Dichomeris pseudometra

Scientific classification
- Kingdom: Animalia
- Phylum: Arthropoda
- Class: Insecta
- Order: Lepidoptera
- Family: Gelechiidae
- Genus: Dichomeris
- Species: D. pseudometra
- Binomial name: Dichomeris pseudometra (Meyrick, 1913)
- Synonyms: Trichotaphe pseudometra Meyrick, 1913;

= Dichomeris pseudometra =

- Authority: (Meyrick, 1913)
- Synonyms: Trichotaphe pseudometra Meyrick, 1913

Species of moth

Dichomeris pseudometra is a moth in the family Gelechiidae. It was described by Edward Meyrick in 1913. It is found in southern India.

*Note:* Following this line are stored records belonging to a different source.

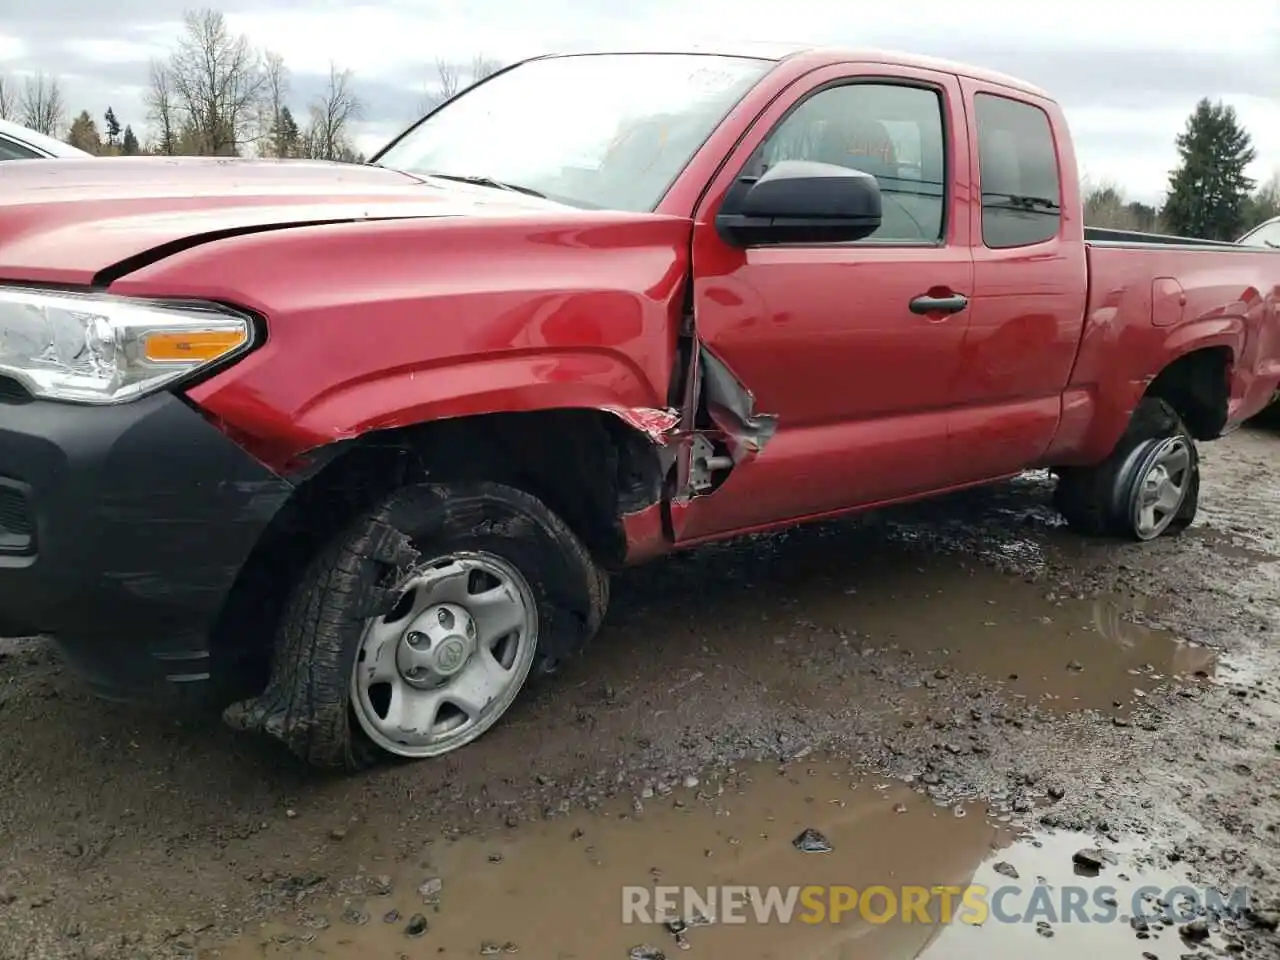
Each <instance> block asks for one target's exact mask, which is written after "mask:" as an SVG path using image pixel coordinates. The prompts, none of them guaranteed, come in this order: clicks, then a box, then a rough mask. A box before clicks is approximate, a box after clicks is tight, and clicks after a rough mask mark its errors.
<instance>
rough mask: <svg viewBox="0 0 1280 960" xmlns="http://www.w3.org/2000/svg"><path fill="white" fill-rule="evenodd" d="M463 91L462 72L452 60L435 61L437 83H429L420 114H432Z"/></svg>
mask: <svg viewBox="0 0 1280 960" xmlns="http://www.w3.org/2000/svg"><path fill="white" fill-rule="evenodd" d="M460 90H462V70H461V69H460V68H458V65H457V64H456V63H453V61H451V60H443V59H439V58H438V59H436V60H435V83H434V84H433V83H428V88H426V92H425V93H422V101H421V104H420V105H419V110H420V113H424V114H425V113H430V111H431V110H434V109H435V108H438V106H439V105H440V104H443V102H444V101H447V100H452V99H453V97H454V96H456V95H457V92H458V91H460Z"/></svg>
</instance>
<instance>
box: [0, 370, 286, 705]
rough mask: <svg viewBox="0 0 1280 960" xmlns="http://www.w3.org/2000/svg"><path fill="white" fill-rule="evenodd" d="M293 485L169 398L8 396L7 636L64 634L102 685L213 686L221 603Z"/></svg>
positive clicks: (3, 482)
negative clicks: (82, 398) (38, 397)
mask: <svg viewBox="0 0 1280 960" xmlns="http://www.w3.org/2000/svg"><path fill="white" fill-rule="evenodd" d="M291 492H292V488H291V485H289V484H288V483H285V481H284V480H282V479H280V477H278V476H276V475H274V474H273V472H271V471H269V470H268V468H266V467H264V466H262V465H261V463H259V462H257V461H256V460H253V458H252V457H251V456H250V454H247V453H246V452H244V451H242V449H241V448H239V447H238V445H237V444H236V443H234V442H232V440H230V439H228V438H227V436H225V435H224V434H223V433H220V431H219V430H218V429H216V428H215V426H212V425H211V424H210V422H207V421H206V420H205V419H204V417H202V416H200V413H198V412H196V411H193V410H192V408H191V407H188V406H187V404H186V403H184V402H183V401H182V399H179V398H177V397H174V396H172V394H168V393H163V394H156V396H152V397H146V398H143V399H141V401H137V402H133V403H123V404H119V406H109V407H87V406H72V404H64V403H50V402H44V401H32V402H26V403H20V402H0V635H8V636H20V635H32V634H46V635H50V636H52V637H54V640H55V641H56V643H58V645H59V646H60V648H61V650H63V653H64V655H65V658H67V659H68V662H69V663H70V664H72V667H73V668H74V669H76V671H77V672H78V673H81V675H82V676H83V677H84V678H86V680H87V681H88V684H90V685H91V686H92V687H93V690H95V691H96V692H99V694H100V695H102V696H108V698H113V699H140V698H151V696H155V695H156V694H159V692H161V691H170V692H172V691H173V690H174V686H175V685H182V686H184V687H189V685H192V684H197V685H200V686H204V687H207V685H205V684H200V681H207V680H210V678H211V676H215V675H216V671H218V667H219V664H218V663H215V658H214V657H212V655H211V643H210V639H211V635H212V631H214V628H215V626H216V623H218V618H219V614H220V612H221V609H223V607H224V604H225V602H227V596H228V595H229V593H230V590H232V588H233V585H234V584H236V577H237V575H238V573H239V571H241V568H242V566H243V564H244V561H246V559H247V558H248V556H250V552H251V550H252V549H253V545H255V544H256V543H257V541H259V539H260V536H261V535H262V532H264V530H265V529H266V526H268V524H270V521H271V518H273V517H274V516H275V513H276V511H278V509H279V508H280V506H282V504H283V503H284V502H285V500H287V499H288V495H289V493H291ZM165 681H169V682H165Z"/></svg>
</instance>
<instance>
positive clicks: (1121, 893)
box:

The wingspan is 12–13 mm. The forewings are pale ochreous, with some scattered fuscous or blackish scales or traces of strigulae and with the costal edge blackish at the base. There are about eight very short black strigulae on the costa between the base and an elongate black mark at two-thirds. There is also a blackish dot in the disc at one-fourth, sometimes little marked. The stigmata are blackish, the discal approximated, the first discal minute, the plical obliquely before the first discal. There is a dot of blackish suffusion on the dorsum before the tornus, as well as some indistinct dark fuscous dots around the posterior part of the costa and termen. The hindwings are grey.